Re: My slave drive.....
Posted: Tue Feb 09, 2010 2:12 am
You may want to look online at places like MWave (www.mwave.com) and get the pieces separate. You can have your computer shop put it all together if you're not comfortable doing it yourself, but it's really not that hard to do.Debaser wrote:I’m not finding much in the 3 GHz or better area.
2.66 appears to be the easiest to find.
I like Antec cases. I like Asus motherboards. AMD processors are A-OK (there used to be compatibility problems, but not any more), but get Intel if you're more comfortable with it. NVidia video. Kingston RAM. Gigabit NIC(s). LiteOn DVD burner or BluRay if you can afford it.

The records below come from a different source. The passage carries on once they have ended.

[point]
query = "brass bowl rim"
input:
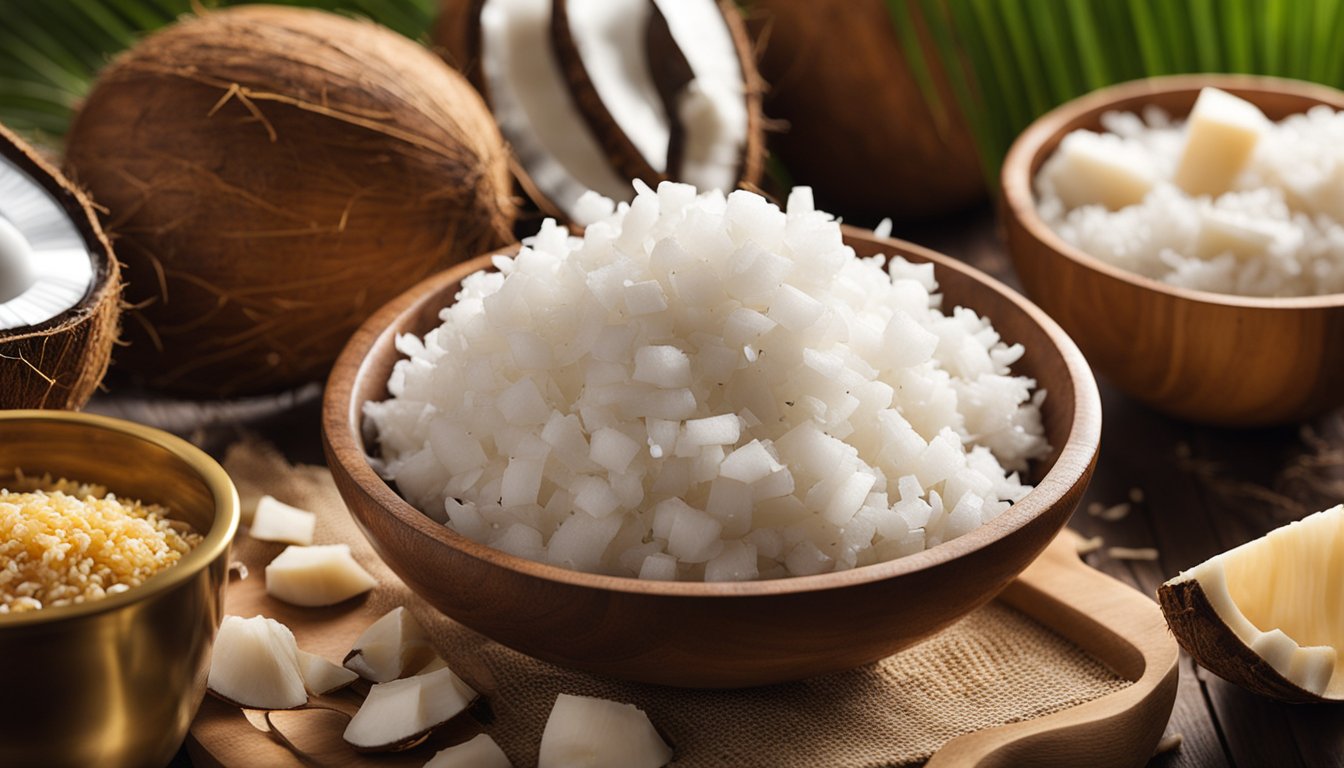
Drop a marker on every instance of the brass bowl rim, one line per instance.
(1016, 178)
(213, 546)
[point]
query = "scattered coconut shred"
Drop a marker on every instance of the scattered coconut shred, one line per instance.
(706, 388)
(65, 542)
(1276, 230)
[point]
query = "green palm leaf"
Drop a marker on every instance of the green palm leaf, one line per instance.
(50, 50)
(1012, 59)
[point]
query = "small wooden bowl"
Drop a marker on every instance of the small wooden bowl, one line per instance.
(715, 635)
(1204, 357)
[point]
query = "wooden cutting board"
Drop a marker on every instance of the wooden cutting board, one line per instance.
(1108, 620)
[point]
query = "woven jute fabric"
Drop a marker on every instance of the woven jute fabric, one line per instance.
(993, 667)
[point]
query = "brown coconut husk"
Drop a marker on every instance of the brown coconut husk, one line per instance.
(859, 129)
(671, 73)
(59, 363)
(625, 156)
(1203, 635)
(457, 35)
(272, 176)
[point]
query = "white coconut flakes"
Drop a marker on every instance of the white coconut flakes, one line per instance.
(706, 388)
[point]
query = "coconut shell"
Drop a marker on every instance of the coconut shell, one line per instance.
(625, 156)
(59, 363)
(671, 73)
(457, 34)
(272, 176)
(457, 39)
(859, 128)
(1203, 635)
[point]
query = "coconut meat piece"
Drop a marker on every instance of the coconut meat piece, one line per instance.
(256, 665)
(321, 675)
(610, 41)
(391, 646)
(600, 733)
(397, 714)
(312, 576)
(534, 109)
(277, 521)
(1282, 596)
(479, 752)
(712, 106)
(45, 265)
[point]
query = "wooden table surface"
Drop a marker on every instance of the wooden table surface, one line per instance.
(1202, 491)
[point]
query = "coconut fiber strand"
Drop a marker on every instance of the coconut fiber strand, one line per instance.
(993, 667)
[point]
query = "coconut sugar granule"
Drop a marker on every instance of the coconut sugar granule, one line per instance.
(69, 542)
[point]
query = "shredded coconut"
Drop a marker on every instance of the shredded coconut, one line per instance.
(65, 542)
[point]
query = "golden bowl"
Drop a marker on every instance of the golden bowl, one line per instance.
(1214, 358)
(116, 681)
(717, 635)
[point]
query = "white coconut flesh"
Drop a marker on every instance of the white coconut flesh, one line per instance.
(390, 646)
(712, 106)
(536, 112)
(256, 665)
(480, 752)
(610, 41)
(1282, 596)
(600, 733)
(397, 713)
(532, 105)
(45, 265)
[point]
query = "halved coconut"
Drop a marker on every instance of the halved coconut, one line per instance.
(59, 285)
(594, 93)
(272, 175)
(1269, 615)
(399, 714)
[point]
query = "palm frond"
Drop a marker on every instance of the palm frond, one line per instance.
(1010, 61)
(51, 50)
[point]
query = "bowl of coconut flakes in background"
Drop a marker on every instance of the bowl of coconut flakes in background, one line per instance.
(712, 443)
(1188, 233)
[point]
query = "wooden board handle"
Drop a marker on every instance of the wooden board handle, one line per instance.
(1116, 624)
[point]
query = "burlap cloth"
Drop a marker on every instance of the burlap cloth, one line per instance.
(993, 667)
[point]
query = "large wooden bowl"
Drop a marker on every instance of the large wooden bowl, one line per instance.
(1204, 357)
(715, 635)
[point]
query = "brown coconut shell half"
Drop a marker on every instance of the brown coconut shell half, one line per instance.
(671, 73)
(859, 129)
(273, 175)
(61, 362)
(457, 34)
(1203, 635)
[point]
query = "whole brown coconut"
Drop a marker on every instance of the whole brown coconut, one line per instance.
(272, 176)
(58, 363)
(859, 129)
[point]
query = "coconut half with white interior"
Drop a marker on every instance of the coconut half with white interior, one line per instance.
(59, 285)
(594, 93)
(1269, 615)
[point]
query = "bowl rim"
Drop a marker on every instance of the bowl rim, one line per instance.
(343, 440)
(211, 548)
(1020, 202)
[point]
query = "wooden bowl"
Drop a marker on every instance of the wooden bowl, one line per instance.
(715, 635)
(1204, 357)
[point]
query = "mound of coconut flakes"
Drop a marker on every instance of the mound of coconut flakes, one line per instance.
(707, 388)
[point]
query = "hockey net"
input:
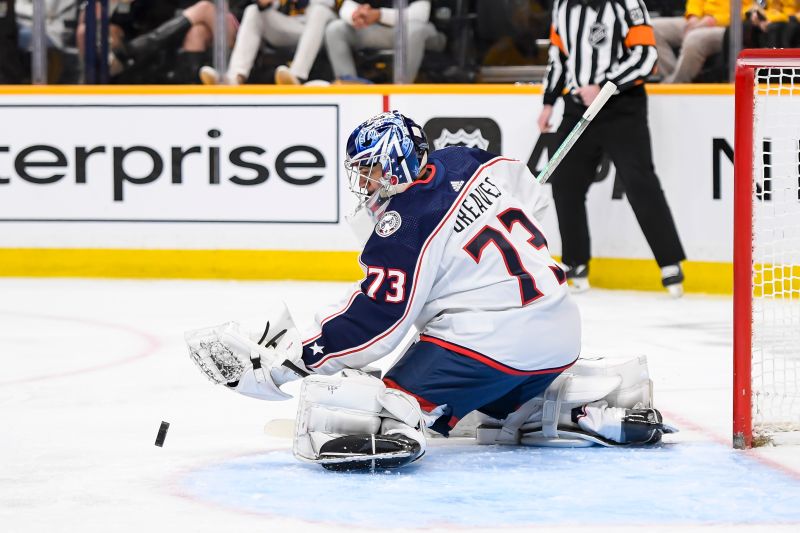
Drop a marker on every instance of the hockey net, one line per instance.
(766, 404)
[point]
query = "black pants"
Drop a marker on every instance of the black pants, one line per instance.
(620, 130)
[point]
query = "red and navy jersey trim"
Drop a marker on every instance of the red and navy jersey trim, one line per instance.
(488, 361)
(363, 322)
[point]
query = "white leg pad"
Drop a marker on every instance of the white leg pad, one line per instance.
(545, 419)
(350, 403)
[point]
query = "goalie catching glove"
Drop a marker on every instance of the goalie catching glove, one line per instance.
(254, 363)
(351, 421)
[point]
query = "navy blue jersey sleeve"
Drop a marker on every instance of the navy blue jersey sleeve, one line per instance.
(400, 263)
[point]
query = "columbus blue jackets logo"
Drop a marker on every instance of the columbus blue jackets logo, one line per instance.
(388, 224)
(597, 34)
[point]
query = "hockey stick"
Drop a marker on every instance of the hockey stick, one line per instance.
(602, 97)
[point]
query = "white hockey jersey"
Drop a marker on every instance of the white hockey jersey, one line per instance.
(459, 255)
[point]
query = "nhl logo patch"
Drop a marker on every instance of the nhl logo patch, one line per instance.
(388, 224)
(597, 34)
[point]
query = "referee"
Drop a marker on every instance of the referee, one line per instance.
(591, 42)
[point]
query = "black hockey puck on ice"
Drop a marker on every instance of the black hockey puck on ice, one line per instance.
(162, 434)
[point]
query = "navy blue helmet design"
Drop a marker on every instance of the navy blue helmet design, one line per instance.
(394, 143)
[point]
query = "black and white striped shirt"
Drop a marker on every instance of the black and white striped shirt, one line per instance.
(592, 41)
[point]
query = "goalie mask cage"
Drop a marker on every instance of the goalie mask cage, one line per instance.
(766, 325)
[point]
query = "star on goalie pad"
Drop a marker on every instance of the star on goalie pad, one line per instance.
(316, 349)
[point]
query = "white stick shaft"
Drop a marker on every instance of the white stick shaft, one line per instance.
(602, 97)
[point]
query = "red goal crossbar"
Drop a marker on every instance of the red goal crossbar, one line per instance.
(744, 168)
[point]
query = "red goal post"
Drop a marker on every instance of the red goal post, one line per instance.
(766, 302)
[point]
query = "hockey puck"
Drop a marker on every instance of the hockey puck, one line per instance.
(162, 434)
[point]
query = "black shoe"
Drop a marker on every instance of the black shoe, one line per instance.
(672, 279)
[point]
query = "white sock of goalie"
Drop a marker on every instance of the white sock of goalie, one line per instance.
(600, 419)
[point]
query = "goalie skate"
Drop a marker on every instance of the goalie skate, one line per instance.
(368, 452)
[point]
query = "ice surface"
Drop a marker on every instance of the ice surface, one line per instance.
(89, 369)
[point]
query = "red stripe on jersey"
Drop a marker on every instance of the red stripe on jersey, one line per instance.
(330, 317)
(453, 209)
(425, 404)
(491, 362)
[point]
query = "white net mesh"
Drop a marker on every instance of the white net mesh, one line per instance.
(776, 251)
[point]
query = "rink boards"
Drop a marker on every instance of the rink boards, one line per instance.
(248, 182)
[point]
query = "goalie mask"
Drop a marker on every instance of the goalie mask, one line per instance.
(385, 151)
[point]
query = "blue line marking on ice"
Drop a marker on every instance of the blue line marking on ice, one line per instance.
(493, 486)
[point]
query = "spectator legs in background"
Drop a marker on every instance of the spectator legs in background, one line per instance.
(10, 65)
(341, 40)
(199, 38)
(669, 35)
(698, 45)
(318, 14)
(275, 27)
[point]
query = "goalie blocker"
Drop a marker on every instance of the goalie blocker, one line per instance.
(353, 421)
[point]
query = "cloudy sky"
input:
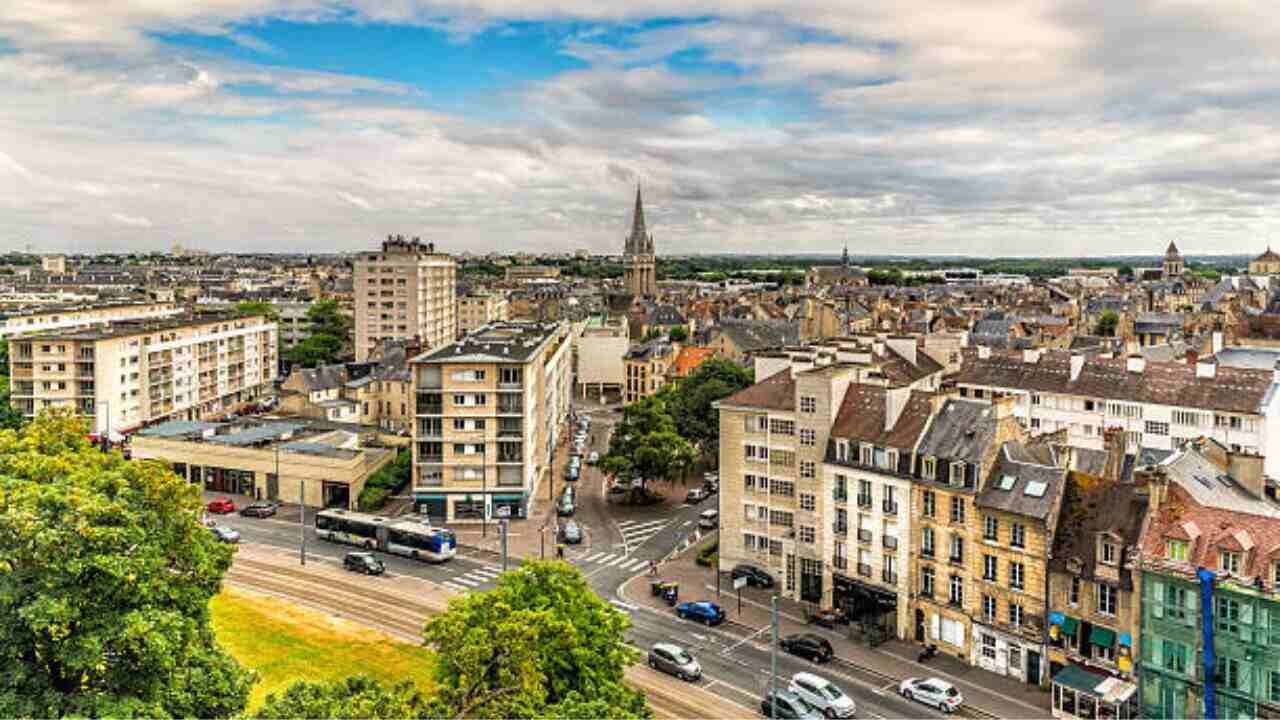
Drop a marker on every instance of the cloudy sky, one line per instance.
(755, 126)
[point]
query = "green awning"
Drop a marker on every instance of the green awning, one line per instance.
(1102, 637)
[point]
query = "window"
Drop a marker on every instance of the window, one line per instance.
(1106, 600)
(1016, 575)
(1018, 536)
(1229, 561)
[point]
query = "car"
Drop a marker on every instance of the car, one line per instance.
(675, 660)
(225, 534)
(708, 519)
(571, 533)
(822, 695)
(932, 691)
(222, 506)
(707, 613)
(259, 510)
(787, 705)
(809, 646)
(364, 563)
(754, 575)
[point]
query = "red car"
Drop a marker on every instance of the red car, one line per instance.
(222, 506)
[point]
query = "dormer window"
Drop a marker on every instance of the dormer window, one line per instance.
(1229, 561)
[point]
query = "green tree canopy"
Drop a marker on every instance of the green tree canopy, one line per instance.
(105, 578)
(539, 645)
(359, 696)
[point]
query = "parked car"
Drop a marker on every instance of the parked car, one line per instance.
(708, 519)
(787, 705)
(809, 646)
(364, 563)
(571, 533)
(932, 691)
(675, 660)
(225, 534)
(822, 695)
(259, 510)
(754, 575)
(707, 613)
(222, 506)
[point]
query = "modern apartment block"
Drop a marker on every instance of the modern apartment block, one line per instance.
(405, 291)
(488, 413)
(49, 318)
(133, 373)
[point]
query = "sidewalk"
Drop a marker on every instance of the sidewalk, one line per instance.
(984, 692)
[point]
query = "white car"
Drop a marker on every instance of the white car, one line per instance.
(932, 691)
(823, 695)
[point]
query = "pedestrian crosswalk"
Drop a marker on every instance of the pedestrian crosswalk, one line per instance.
(472, 579)
(636, 532)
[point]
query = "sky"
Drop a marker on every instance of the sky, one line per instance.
(935, 127)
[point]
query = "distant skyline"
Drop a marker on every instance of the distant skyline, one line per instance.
(937, 127)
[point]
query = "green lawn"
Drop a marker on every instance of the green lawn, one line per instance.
(286, 642)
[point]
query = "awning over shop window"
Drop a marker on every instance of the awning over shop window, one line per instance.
(1102, 637)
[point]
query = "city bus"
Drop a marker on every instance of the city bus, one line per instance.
(400, 537)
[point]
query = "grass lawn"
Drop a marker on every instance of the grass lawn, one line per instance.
(286, 642)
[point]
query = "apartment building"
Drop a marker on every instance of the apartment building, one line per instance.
(405, 291)
(1156, 405)
(49, 318)
(133, 373)
(488, 413)
(479, 309)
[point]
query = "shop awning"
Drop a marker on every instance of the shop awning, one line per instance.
(1102, 637)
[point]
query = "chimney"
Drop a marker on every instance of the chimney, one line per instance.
(1206, 368)
(904, 346)
(1136, 363)
(1077, 365)
(895, 401)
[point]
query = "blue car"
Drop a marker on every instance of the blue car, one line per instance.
(707, 613)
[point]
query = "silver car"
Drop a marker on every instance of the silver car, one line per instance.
(675, 660)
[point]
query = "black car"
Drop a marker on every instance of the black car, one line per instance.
(259, 510)
(364, 563)
(809, 646)
(754, 575)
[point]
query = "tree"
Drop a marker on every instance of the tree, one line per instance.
(647, 446)
(105, 578)
(359, 696)
(1106, 324)
(539, 645)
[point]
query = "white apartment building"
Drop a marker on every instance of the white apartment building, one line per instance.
(133, 373)
(407, 290)
(1157, 405)
(489, 410)
(41, 319)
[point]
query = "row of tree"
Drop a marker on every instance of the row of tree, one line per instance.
(105, 580)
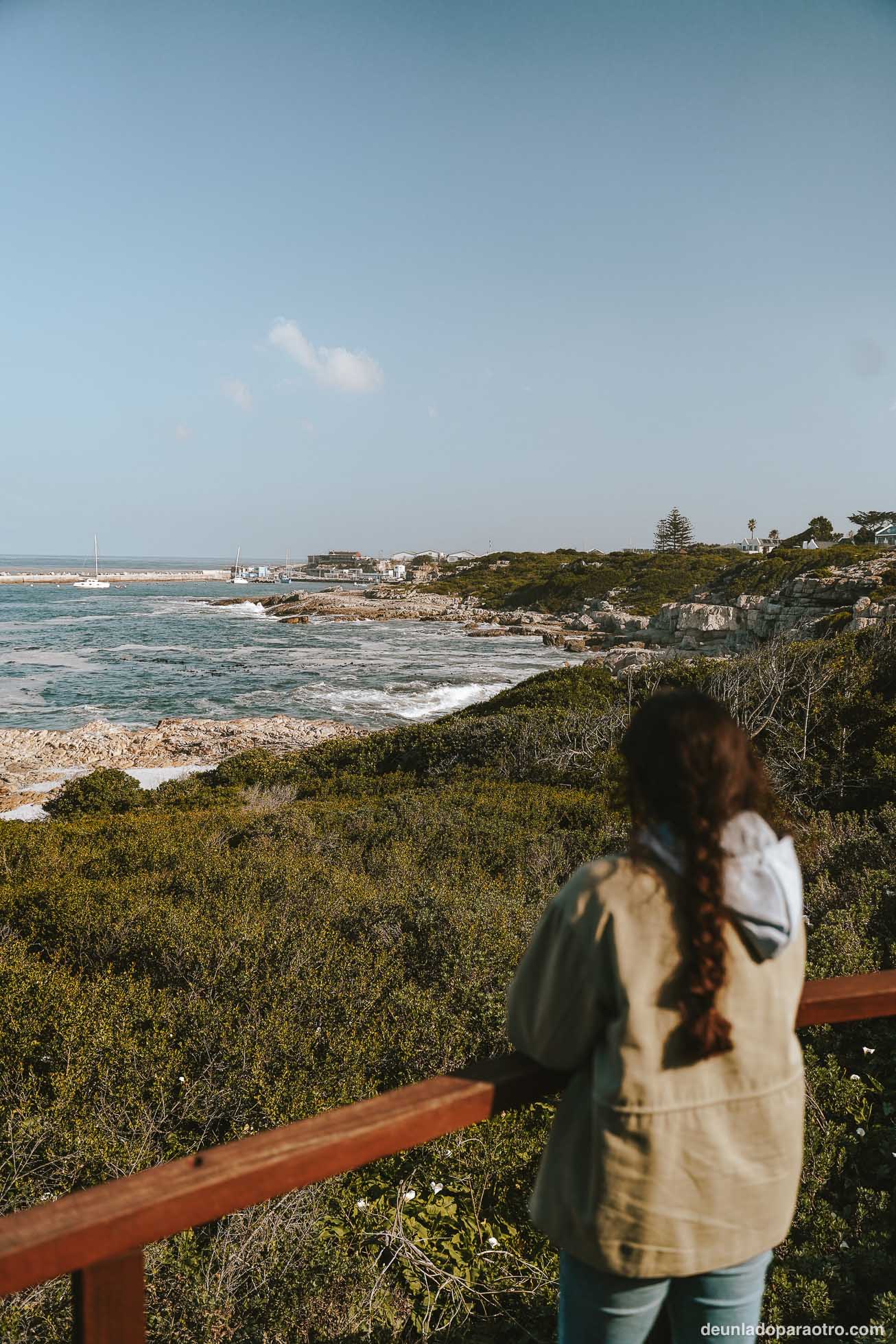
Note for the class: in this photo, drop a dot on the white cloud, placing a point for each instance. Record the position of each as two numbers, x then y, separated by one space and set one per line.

I use HD Tune (see earlier message) - has all that in it plus benchmark and error/surface scan.emuler wrote:Maybe Phuzzy will recommend a SMART disk utility that will let you gauge the condition of your hard drives. If your drives really are on the verge, SMART should tell you something.
DB, you might consider using "portable" software to ease your installation pain. Truly portable software doesn't leave any tracks on the PC at all, but "semi-portable" software doesn't have to be reinstalled - it will operate from anywhere, even if it writes stuff to the registry. That means you can leave it on your non-OS partition, and if you have to redo the OS, all you need is to recreate the shortcuts, not reinstall the program again. Google pen drive or portable apps and that should give you some ideas about what's available - you might be surprised. Apps like VLC and KMPlayer, eMule, Open Office, etc. are all portable. I've got nearly all my diagnostic tools on a flash drive - you'd know I'm a techno-geek right away because I carry 4 or 5 flash drives around all the time.